---
name: web-research-extraction
description: "Web research and structured data extraction — search, scrape, parse, and save data from websites using Python urllib and regex. When you need to look up information from the web, extract structured data (tables, lists, schedules), and save it for later use."
version: 1.0.0
author: 星璇
tags: [web-research, data-extraction, web-scraping, python, urllib, regex, wikipedia]
platforms: [linux, macos, windows]
---

# Web Research & Data Extraction

Search the web, extract structured data from HTML pages, and save it in reusable formats.

## When to Use

- User asks you to look up information from the web
- You need to extract structured data (tables, schedules, lists) from websites
- You need to save research results to files for later reference
- Other skills (arxiv, polymarket, etc.) don't cover the data source

## Core Technique: Python urllib + Regex

The most reliable approach on restricted servers (no browser, no curl for some sites):

```python
import urllib.request
import re

url = "https://example.com/data-page"
req = urllib.request.Request(url, headers={"User-Agent": "Mozilla/5.0"})
with urllib.request.urlopen(req, timeout=15) as resp:
    html = resp.read().decode("utf-8", errors="replace")

# Extract data with regex
pattern = r'your-regex-pattern'
results = re.findall(pattern, html)
```

### Why urllib over curl?
- Works when curl is blocked or times out
- Better error handling in Python
- Can parse HTML inline without piping through grep/sed
- Timeout control

## Data Extraction Patterns

### Wikipedia Tables
Wikipedia HTML uses CSS classes to identify table elements:

| Class | Meaning |
|-------|---------|
| `fhome` | Home team in sports tables |
| `faway` | Away team in sports tables |
| `fscore` | Match number/score |
| `mw-heading` | Section headers (h2, h3) |

### Extracting Group-Stage Sports Data
```python
# Find all group headers and their positions
group_headers = [(m.start(), m.group(1)) for m in re.finditer(r'<h3[^>]*>Group ([A-L])</h3>', html)]

# For each group, extract teams from its section
for i, (pos, gname) in enumerate(group_headers):
    end = group_headers[i+1][0] if i+1 < len(group_headers) else len(html)
    section = html[pos:end]
    teams = re.findall(r'<a[^>]*national[^"]*"[^>]*>([^<]+)</a>', section)
    unique_teams = list(dict.fromkeys(teams))  # deduplicate preserving order
```

## Save Pattern: File + Memory

Always save important research results in TWO places:

### 1. File (persistent, shareable)
```python
# Save as markdown for readability
with open('/root/filename.md', 'w') as f:
    f.write(formatted_data)
```

### 2. Memory (searchable in future sessions)
```
memory(action='add', target='memory', content='Key facts from the research...')
```

## Research Data Presentation Standards

### ⚠️ Critical Rule: Pure Objective Research = NO Personal Context

When the user asks you to do **purely objective research** (e.g., "survey all video platforms that pay"), you MUST:

1. **ZERO personal context** — Do not mention the user's server location, VPN access, content preferences, or any personal situation.
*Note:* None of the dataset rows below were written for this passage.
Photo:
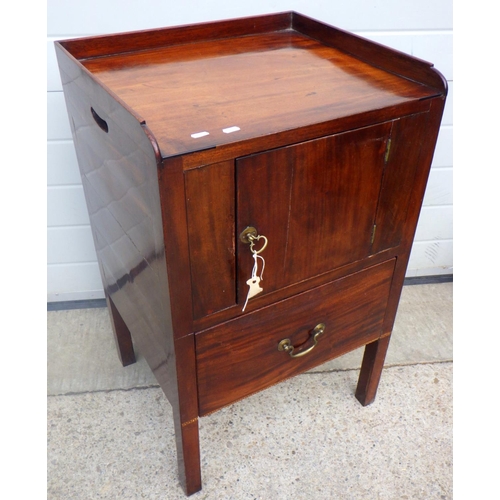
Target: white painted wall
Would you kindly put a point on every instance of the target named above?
(422, 28)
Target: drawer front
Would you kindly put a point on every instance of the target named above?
(241, 357)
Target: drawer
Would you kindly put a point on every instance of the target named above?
(241, 356)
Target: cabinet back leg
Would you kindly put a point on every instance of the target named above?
(188, 454)
(123, 339)
(371, 370)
The research itself is neutral.
2. **NO content type splitting** — Do NOT break down a platform's earnings by content category (sports/funny/education/etc.) unless the user explicitly asks. One platform = one row of data.
3. **NO recommendations/analysis** — Pure data tables only. Do not add "this platform is best for you" or "suitable for X type of content." Let the user draw their own conclusions.
4. **One row per entity** — Each platform gets exactly one row in the comparison table. No sub-rows for different content types on the same platform.

### Data Verification Protocol

1. **Cross-reference before presenting** — If a number seems off, verify it from at least 2 independent sources before putting it in the final output.
2. **Real creator feedback > official claims** — Official platform marketing often inflates numbers. Real user reports (Reddit, forums, creator communities) are more reliable.
3. **Own the error** — If the user points out wrong data, don't argue. Go back and re-research properly from scratch.

### Table Format Rules

- Header row in **bold**
- One row per platform
- Columns ordered logically: Name → Country → Payout → Conditions → Competition
- No footnotes, no inline analysis, no "note:" sections unless the data genuinely needs explanation
- Sort by the metric the user cares about (e.g., payout descending)

## Time Zone Awareness

**Always use Beijing time (UTC+8) for communication with 张哥.**

Server timezone should be set to `Asia/Shanghai`:
```bash
timedatectl set-timezone Asia/Shanghai
```

When displaying match times or schedules, always convert to Beijing time.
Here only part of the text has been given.